Aber es gibt auch die Ausnahmen.“ Ein kurzes Telefonat mit der Lotsenstation in Rüsterbergen und wir fahren zurück nach Rendsburg. Die „Helgaland“, ein Containerschiff, das ihre Ladung im Ostseeraum verteilen soll, ist im Kanal. Kapitän Stefan Schmuck hat nichts dagegen, uns mit an Bord zu nehmen.

Die Lotsenstation Rüsterbergen ist die Endstation für die Lotsen. Hier wird getauscht. Denn hier wechselt der Zuständigkeitsbereich der Lotsenbrüderschaften Brunsbüttel und Kiel-Holtenau, das heißt ein Lotse geht von Bord, der nächste übernimmt das Schiff. Obwohl die Fahrt durch den Nord-Ostsee-Kanal nur etwa acht Stunden dauert, wechseln die Lotsen. Denn eine lange Arbeitszeit auf der Brücke eines Schiffes wäre doch zu gefährlich. Schon durch die kleinste Unaufmerksamkeit könnte ein Millionenschaden entstehen.

Bis 1995 war die Lotsenstation noch in Nübbel. Dann wurde in Rüsterbergen neu gebaut.

In der Lotsenstation sorgen die so genannten Operator unter anderem dafür, dass immer eine genügende Anzahl an Lotsen für jede Richtung anwesend sind. Im Idealfall können sie mit Hilfe des Internets die Lotsen 24 Stunden im voraus einplanen. Aber es kann auch zu Engpässen auf einer Strecke kommen. Dann werden die Lotsen per Taxi zur Lotsenstation beordert. Sollte es doch einmal zu Wartezeiten in Rüsterbergen kommen, ist für die Lotsen gesorgt: Es gibt Schlafkojen für ein kurzes Nickerchen und der Kühlschrank ist mit Leckereien gefüllt.

Seit der Eröffnung des Nord-Ostsee-Kanal gibt es Kanallotsen. Bis 1922 waren sie Reichsbeamte. Dann verzichteten die Lotsen auf den Beamtenstatus und gründeten die Brüderschaften. Heute gibt es auf dem Nord-Ostsee-Kanal etwa 260 Lotsen, die sich selbst verwalten und alle freiberuflich tätig sind.

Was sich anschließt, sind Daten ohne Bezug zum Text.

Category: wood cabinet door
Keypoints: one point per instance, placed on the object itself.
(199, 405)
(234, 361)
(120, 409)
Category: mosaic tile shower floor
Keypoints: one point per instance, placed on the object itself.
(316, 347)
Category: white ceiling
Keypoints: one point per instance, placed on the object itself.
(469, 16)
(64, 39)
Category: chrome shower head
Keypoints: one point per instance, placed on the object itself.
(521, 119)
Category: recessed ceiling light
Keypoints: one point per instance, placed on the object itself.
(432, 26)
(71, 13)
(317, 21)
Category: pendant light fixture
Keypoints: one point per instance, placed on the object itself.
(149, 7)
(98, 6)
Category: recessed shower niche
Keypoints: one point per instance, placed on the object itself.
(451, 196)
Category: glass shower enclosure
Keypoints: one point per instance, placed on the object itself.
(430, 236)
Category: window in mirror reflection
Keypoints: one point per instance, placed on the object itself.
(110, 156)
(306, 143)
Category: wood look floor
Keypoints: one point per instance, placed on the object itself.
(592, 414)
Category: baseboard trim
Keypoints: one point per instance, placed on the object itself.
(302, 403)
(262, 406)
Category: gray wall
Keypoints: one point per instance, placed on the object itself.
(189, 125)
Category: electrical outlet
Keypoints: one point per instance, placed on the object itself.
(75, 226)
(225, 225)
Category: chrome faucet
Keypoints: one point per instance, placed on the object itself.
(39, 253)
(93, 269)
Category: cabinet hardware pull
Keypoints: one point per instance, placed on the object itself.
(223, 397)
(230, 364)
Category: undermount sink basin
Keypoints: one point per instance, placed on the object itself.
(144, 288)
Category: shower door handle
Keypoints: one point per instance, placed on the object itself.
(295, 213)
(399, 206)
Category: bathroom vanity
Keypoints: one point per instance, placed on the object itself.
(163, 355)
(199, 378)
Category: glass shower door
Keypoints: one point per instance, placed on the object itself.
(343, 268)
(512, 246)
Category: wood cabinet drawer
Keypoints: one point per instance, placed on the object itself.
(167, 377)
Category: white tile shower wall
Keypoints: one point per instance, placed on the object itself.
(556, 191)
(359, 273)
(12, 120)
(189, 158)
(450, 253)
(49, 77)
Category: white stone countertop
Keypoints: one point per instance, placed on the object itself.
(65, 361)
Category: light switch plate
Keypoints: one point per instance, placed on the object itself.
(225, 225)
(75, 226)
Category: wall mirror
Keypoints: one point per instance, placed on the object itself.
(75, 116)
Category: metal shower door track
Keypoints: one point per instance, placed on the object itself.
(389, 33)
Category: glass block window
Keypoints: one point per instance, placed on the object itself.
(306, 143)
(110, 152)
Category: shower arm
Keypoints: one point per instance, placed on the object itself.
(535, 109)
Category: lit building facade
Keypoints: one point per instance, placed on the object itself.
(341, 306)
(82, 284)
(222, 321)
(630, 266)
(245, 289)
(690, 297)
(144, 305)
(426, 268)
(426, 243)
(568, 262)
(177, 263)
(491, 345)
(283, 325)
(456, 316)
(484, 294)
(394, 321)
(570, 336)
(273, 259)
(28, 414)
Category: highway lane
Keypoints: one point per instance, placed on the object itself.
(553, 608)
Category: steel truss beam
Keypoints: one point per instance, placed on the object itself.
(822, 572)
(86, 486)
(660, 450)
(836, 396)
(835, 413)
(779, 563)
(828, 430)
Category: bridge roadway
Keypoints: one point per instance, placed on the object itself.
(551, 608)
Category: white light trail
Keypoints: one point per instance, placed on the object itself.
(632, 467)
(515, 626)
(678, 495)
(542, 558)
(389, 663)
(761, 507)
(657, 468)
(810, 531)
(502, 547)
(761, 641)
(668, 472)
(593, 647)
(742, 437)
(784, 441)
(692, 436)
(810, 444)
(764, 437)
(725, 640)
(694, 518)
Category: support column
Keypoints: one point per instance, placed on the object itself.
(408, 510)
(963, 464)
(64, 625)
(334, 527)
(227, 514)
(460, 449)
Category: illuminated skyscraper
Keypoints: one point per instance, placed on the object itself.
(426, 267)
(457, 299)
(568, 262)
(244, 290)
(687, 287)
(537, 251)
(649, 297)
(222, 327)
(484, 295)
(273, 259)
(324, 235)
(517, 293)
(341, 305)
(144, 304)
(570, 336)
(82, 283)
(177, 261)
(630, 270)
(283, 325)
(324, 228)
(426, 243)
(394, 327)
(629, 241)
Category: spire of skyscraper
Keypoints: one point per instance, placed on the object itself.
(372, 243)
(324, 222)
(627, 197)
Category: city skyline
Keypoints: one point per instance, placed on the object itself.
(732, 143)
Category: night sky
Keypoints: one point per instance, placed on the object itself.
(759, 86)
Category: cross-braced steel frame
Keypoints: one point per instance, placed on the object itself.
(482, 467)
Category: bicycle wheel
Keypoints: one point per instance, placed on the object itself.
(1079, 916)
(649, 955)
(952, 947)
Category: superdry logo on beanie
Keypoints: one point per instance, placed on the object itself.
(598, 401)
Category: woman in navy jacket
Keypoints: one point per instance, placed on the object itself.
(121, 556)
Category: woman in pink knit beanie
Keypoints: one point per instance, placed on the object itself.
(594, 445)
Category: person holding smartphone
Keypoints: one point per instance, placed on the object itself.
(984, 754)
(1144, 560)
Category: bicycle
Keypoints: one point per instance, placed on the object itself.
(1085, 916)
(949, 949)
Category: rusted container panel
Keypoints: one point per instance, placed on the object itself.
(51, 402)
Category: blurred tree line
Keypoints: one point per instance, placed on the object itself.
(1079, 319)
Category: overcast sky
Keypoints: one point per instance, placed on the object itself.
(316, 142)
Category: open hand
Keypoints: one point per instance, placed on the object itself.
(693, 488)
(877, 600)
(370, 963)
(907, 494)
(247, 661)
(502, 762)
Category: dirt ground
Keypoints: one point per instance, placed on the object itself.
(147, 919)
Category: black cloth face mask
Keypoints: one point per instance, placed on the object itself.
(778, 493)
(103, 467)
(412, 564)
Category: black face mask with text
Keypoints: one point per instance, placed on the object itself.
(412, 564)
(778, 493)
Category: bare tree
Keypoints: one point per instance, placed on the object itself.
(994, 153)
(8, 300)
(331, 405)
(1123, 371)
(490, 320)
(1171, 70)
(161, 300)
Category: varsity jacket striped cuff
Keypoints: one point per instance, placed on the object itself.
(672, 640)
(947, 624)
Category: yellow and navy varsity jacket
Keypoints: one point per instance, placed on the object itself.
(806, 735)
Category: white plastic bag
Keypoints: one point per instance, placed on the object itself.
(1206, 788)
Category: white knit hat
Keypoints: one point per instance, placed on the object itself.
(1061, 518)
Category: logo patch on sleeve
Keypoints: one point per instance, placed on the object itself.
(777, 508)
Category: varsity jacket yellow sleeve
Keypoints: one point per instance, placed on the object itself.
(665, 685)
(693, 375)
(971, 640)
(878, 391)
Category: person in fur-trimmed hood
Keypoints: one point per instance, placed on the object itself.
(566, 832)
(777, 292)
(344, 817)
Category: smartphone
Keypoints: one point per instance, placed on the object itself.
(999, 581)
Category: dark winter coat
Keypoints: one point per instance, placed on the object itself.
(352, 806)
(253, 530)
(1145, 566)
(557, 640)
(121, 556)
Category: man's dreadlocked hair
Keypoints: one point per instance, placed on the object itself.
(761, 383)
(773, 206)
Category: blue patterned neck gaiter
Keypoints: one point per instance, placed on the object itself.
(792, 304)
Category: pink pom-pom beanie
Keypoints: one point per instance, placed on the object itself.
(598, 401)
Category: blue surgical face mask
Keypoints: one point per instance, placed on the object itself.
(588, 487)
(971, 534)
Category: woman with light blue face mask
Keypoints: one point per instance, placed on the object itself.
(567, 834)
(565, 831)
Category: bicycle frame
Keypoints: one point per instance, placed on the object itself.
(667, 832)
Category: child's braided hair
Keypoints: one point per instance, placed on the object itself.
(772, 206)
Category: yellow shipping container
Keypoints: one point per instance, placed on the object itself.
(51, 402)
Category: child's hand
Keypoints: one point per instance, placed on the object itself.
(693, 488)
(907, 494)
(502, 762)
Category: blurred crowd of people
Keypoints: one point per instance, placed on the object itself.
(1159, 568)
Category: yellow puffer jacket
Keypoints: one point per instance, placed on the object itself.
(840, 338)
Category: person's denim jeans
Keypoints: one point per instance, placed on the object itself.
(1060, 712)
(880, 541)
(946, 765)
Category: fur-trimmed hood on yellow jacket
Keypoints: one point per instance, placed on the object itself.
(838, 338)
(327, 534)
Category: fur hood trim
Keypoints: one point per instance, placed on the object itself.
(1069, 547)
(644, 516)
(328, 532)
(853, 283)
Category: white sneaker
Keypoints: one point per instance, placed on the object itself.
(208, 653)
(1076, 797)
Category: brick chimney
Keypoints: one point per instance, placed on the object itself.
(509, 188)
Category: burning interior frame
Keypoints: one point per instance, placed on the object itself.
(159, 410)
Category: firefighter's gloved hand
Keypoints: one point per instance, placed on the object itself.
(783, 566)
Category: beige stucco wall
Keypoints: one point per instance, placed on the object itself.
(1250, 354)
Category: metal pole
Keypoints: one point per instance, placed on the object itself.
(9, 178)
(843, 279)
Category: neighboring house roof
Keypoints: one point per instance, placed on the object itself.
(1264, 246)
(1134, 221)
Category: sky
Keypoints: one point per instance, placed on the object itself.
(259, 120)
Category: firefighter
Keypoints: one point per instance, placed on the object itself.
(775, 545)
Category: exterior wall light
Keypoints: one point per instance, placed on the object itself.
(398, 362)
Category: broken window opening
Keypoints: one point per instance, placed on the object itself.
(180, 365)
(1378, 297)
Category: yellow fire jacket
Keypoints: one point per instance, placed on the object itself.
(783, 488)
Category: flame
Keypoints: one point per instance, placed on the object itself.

Das Lotsenversetzboot „Breiholz“ auf dem Weg zu einem Einsatz auf dem Nord-Ostsee-Kanal in Höhe Rüsterbergen.

Fotos: Stefan Fuhr

Manchmal geht es Schlag auf Schlag auf dem Kanal. Der Luxusliner „Europa“ im Hintergrund wurde zuerst vom Lotsenversatzboot „Schülp“ bedient, dann sofort der Frachter.